Arriving at Phillip Johnson’s Glass House in the lush hills of New Canaan, CT, on a sunny June day, I was startles to see nine attractive young men and women dancing through the famously transparent house, all mysterious rhythms and couplings. On Johnson’s own bed, facing an enormous pane of glass, a man and woman had a strange balletic altercation. Then all nine dancers jumped and writhed in exuberant style on the herringbone brick floor of the living area and, afterward, marched outside to continue the performance on the lawn by the pool.
The dancers, I later learned, were from Benjamin Millepied’s L.A. Dance Project, and their performance, a work conceived by the performance and art duo Gerard & Kelly titled Modern Living, was meant to address questions of sexuality and memory and—in Johnson’s Glass House
of voyeurism and exhibitionism—explore domestic rituals in “queer space.” (Johnson shared the home with his partner of 45 years, David Whitney.) At points, the dancers’ syncopated movements recalled a great jazz or country-dance festival; one could barely resist joining in the fun.

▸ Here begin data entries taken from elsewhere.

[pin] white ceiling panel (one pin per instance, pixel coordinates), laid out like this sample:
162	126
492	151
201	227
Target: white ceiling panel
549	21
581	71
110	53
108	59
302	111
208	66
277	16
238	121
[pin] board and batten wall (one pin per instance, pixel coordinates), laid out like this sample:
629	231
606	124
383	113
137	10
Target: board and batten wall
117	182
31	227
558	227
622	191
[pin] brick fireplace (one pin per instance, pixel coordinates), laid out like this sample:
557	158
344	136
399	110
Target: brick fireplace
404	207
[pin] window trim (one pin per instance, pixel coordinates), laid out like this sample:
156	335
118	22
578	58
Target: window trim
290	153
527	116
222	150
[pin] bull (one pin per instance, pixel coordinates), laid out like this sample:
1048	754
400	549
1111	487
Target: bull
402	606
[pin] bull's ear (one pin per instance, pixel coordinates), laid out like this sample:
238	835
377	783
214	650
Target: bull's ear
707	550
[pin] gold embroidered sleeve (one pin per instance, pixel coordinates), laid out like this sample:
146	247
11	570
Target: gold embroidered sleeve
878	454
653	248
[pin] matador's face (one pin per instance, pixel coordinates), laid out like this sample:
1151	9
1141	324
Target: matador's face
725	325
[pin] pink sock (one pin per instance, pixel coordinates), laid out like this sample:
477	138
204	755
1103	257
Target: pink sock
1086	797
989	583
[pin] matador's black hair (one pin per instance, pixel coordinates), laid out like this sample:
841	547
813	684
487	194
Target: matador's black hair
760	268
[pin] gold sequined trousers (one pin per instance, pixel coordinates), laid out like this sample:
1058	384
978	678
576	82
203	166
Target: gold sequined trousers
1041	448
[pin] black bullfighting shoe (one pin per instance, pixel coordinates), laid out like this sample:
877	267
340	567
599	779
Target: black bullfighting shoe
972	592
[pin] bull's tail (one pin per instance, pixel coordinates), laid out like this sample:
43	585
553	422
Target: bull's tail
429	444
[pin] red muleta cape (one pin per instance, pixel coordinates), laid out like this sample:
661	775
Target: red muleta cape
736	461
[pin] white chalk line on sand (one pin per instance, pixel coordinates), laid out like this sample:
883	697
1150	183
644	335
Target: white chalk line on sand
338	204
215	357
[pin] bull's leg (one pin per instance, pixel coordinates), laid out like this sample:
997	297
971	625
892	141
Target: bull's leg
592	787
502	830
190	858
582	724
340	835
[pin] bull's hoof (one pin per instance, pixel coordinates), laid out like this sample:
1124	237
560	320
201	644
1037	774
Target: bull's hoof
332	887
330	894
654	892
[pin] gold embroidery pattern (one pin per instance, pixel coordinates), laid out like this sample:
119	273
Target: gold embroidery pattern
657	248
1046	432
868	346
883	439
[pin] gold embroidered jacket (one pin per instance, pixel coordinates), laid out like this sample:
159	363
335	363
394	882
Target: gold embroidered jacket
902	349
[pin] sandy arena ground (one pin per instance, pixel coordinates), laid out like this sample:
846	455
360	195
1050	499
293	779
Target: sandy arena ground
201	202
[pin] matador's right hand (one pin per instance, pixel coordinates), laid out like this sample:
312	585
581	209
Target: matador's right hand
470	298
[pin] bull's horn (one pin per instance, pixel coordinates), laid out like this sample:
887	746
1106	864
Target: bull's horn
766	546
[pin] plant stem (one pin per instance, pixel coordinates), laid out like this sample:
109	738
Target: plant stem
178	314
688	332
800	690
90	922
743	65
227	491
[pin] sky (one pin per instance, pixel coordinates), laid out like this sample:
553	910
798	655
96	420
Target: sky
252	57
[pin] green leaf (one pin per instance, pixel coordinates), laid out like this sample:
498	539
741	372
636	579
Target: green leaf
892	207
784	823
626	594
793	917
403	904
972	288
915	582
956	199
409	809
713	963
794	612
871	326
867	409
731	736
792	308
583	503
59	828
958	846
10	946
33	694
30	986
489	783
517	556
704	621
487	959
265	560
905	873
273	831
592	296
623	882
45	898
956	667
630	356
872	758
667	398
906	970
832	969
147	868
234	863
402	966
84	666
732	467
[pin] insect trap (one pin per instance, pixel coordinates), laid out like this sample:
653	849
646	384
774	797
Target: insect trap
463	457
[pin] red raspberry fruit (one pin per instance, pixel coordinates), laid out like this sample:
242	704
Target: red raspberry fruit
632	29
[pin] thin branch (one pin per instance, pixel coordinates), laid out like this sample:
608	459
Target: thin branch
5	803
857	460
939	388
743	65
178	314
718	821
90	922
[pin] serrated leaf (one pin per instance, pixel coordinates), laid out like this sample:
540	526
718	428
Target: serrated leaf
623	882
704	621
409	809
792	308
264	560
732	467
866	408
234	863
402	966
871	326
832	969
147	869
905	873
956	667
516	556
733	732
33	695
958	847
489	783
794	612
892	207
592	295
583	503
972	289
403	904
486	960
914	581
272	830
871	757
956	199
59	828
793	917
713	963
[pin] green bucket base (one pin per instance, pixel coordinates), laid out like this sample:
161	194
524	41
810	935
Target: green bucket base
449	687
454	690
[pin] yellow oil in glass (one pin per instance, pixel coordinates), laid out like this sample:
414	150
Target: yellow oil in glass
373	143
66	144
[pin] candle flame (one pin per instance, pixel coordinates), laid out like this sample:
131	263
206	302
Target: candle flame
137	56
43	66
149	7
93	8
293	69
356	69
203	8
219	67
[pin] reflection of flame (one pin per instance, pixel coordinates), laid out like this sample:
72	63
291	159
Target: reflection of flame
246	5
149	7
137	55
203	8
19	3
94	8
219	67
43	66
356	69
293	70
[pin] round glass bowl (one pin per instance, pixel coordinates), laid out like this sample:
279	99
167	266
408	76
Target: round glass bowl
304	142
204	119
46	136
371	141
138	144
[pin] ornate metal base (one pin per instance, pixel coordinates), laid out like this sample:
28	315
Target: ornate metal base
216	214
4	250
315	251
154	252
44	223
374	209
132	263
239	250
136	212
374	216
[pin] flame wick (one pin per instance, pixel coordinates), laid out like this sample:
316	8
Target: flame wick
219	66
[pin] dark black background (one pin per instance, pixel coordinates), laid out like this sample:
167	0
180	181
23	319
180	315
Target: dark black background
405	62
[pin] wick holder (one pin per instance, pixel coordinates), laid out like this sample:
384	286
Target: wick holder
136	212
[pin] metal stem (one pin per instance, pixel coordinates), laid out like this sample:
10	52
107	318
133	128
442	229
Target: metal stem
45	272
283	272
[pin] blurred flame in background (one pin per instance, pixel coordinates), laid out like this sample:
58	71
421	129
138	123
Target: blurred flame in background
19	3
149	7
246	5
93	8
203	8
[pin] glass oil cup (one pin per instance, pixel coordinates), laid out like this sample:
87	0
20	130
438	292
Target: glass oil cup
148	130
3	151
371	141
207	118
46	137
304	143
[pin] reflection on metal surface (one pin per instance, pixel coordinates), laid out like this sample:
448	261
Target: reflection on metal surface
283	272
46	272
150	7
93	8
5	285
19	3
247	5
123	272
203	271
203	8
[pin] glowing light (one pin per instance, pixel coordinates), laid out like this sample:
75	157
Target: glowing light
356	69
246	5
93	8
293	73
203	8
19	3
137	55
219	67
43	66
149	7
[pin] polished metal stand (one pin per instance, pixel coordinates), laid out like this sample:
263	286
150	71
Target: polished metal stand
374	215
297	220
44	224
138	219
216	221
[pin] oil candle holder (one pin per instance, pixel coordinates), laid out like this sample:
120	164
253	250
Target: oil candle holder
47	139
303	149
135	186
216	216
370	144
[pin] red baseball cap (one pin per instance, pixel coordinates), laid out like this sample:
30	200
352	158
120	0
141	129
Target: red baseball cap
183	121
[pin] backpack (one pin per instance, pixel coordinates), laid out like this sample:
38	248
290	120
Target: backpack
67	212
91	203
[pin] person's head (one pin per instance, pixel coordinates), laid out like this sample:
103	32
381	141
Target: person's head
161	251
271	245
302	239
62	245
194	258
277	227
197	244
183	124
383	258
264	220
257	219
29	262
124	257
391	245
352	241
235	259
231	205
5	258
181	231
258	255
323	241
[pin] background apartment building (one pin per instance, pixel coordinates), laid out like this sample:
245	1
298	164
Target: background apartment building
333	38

Less “in your face” but no less engaging, another piece of art beckoned from the west. Japanese artist Yayoi Kusama had recreated her Narcissus Garden (originally shown at the 1966 Venice Biennale) in the Lower Meadow. There, 1,300 12-inch, mirror-finish, stainless-steel spheres floated in the pond, glinting like shiny pearls when seen from the house and, up close, offering viewers stunning convex selfies, framing their faces artfully with the surrounding water, forest and sky.
I had never seen The Glass House activated in such a dynamic manner as this. Johnson and I had been friends, and I’d had the pleasure of visiting him at home on a number of occasions. In fact, it was there that Philip’s lobbying of a potential client led to my first commissioned house as a young architect.
Now a property of the National Trust for Historic Preservation, the iconic Glass House, completed in 1949, is a staid pavilion perched at the edge of a ridge overlooking 40 acres of perfect lawns and forests in New Canaan—a hotbed of modern architectural experimentation in the 1950s and ’60s. Inspired by the minimalist ideas of Philip’s mentor, the German master Ludwig Mies Van der Rohe, The Glass House has thin steel columns that support the floating plane of the roof, its four exterior walls little more than floor-to-ceiling sheets of glass. Inside, the house is loft-like, with an open kitchen, living and dining area. A cylindrical brick silo encloses the bathroom and provides a slight separation for the hardly discrete sleeping area.
Johnson’s estate is a virtual museum of architectural styles, and The Glass House, sitting alongside multiple structures designed by Johnson over his 70-year career, remains his masterpiece, an instant sensation at a time when suburban conformity was the norm. In its early days, curiosity seekers would sometimes line up along the stone wall at the road, straining for a glimpse of the house they’d heard had neither walls nor the least shred of privacy. Even esteemed guests were sometimes shocked. Upon arrival, Frank Lloyd Wright reportedly quipped: “Here I am, Philip, am I indoors or am I out? Do I take my hat off or keep it on?”
Johnson died in 2005 at the age of 98, and his home has now been open to the public for a decade. Both Irene Shum, Curator and Collections Manager, and Cole Akers, Curator and Special Projects Manager, have continued to carry out Philip Johnson’s mission at the Glass House and, as I knew him, his spirit as a patron of the arts. This fall ushers in another Kusama installation, the bold Dots Obsession—Alive, Seeking for Eternal Hope, in which more than a thousand of the artist’s signature polka dots (in Pepsi-red vinyl) will be applied to The Glass House, producing an “infinity room” sensation for visitors. It’s a shame Philip won’t be there to join in the fun.